V6R1 comes with a number of attractive journal enhancements that might help address concerns and frustrations that you currently have or have had in the past. Let's look at a few of the enhancements, exploring the background of the problems they address and discussing how V6R1 handles them.
Imagine that you're driving, and you come to a road sign advertising a scenic lookout. You follow the winding, one-lane road and come to the edge of a cliff overlooking a valley. Yes, the view is magnificent, but this isn't your final destination. You want to try other roads and view different scenery. Unfortunately, there's no room to turn around, and worse yet, there's a sign posted threatening severe tire damage if you try to back up. You feel trapped, don't you, and a bit misled?
That's the way some novice journal users felt in the past when they discovered that they had enabled journaling for far more files than they had intended and then wanted to change their minds. They felt that they had followed the signs for the correct route only to realize that they had traveled down a one-way street.
The problem stems from the fact that, up until V6R1, you could initiate journal protection while a file was actively being used, but until the file was closed, you could not switch directions and undo what you had accomplished. That is, you could not end journal protection for a file while it was actively being used. The STRJRNPF and ENDJRNPF commands simply did not behave in a symmetric fashion. What one command let you do while a file was open, the other did not let you undo until the file was closed.
It turns out that this lack of symmetry ensnared folks who were trying to set up journaling for a high availability (HA) product. They would rigorously assemble their list of critical database files to be replicated, enable journal protection for each, and then turn their applications loose, only to discover that they had put too many eggs in one basket, or worse yet, that they had errantly allowed work files to be journaled.

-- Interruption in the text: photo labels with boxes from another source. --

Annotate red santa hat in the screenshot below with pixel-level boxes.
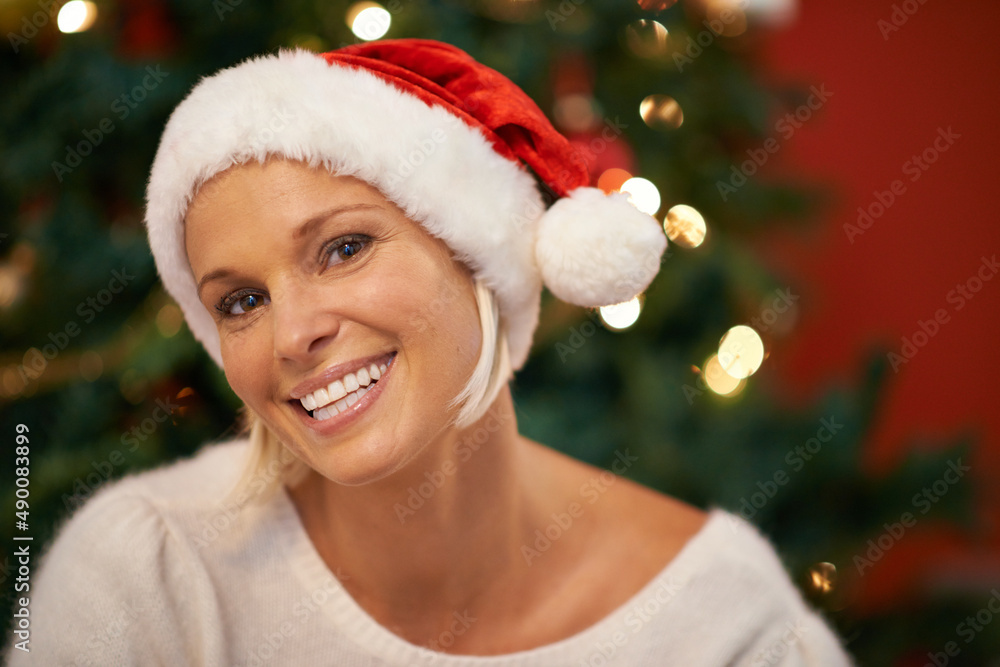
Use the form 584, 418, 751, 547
146, 39, 667, 369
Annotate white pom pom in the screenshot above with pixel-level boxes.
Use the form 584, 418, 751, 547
535, 188, 667, 308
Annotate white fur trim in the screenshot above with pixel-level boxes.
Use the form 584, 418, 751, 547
535, 188, 667, 307
146, 51, 544, 369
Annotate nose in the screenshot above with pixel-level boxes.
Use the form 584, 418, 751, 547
271, 284, 340, 365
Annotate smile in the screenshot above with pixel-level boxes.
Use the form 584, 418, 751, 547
293, 353, 395, 421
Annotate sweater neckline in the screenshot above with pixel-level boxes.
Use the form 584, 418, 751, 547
272, 486, 727, 667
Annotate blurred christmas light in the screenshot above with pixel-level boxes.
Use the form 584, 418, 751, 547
639, 95, 684, 130
625, 19, 668, 58
718, 324, 764, 380
702, 354, 746, 396
663, 204, 708, 248
620, 176, 660, 215
597, 167, 632, 193
705, 0, 747, 37
809, 563, 837, 594
56, 0, 97, 33
345, 0, 392, 42
601, 296, 642, 331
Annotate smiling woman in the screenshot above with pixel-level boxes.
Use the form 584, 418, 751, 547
3, 40, 849, 667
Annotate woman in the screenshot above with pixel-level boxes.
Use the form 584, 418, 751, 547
5, 40, 849, 667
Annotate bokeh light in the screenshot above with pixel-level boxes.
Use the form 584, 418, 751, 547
625, 19, 668, 58
718, 324, 764, 379
701, 354, 746, 396
621, 176, 660, 215
639, 95, 684, 130
809, 563, 837, 595
600, 297, 642, 331
56, 0, 97, 33
345, 1, 392, 42
663, 204, 708, 248
597, 167, 632, 193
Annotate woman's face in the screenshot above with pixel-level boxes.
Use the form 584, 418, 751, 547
185, 160, 482, 485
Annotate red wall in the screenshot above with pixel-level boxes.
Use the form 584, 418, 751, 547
760, 0, 1000, 601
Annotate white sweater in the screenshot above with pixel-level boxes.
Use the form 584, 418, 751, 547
7, 440, 851, 667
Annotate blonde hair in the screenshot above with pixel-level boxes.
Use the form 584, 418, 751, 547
228, 279, 513, 505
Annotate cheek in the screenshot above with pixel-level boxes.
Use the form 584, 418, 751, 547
220, 332, 274, 413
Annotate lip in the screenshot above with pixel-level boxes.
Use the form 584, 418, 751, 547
288, 350, 396, 400
288, 353, 396, 436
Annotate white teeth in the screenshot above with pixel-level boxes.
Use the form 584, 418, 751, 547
299, 364, 388, 419
327, 380, 347, 401
313, 389, 330, 405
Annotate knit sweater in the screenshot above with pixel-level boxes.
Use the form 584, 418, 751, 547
7, 440, 851, 667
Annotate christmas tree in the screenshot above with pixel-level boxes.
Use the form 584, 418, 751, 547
0, 0, 984, 664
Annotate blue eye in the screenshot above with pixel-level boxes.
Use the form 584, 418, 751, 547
215, 290, 267, 317
326, 234, 371, 266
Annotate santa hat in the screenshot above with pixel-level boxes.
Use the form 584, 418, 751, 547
146, 39, 667, 369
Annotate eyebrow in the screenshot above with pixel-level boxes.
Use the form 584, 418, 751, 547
198, 204, 380, 298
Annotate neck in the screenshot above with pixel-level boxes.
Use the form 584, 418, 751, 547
290, 388, 544, 620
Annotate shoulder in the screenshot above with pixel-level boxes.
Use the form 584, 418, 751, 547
6, 441, 254, 664
652, 508, 851, 667
53, 439, 254, 546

As soon as these people realized that the application was struggling because of their overzealous journaling or that the replication/replay process was falling behind, they tried to solve the problem by placing a fork in the road. That is, they wanted to cease routing all their files to the one master journal and instead split the traffic. In effect, they wanted to perform a U-turn and end journaling for half of their files so that they could restart journaling for these files to a second journal, thereby getting some performance relief via parallelism. Yet, with the application cranking away and the files already open, the underlying ENDJRNPF command posted the "severe tire damage" sign. In effect, it said, "Sorry, not now, try again later."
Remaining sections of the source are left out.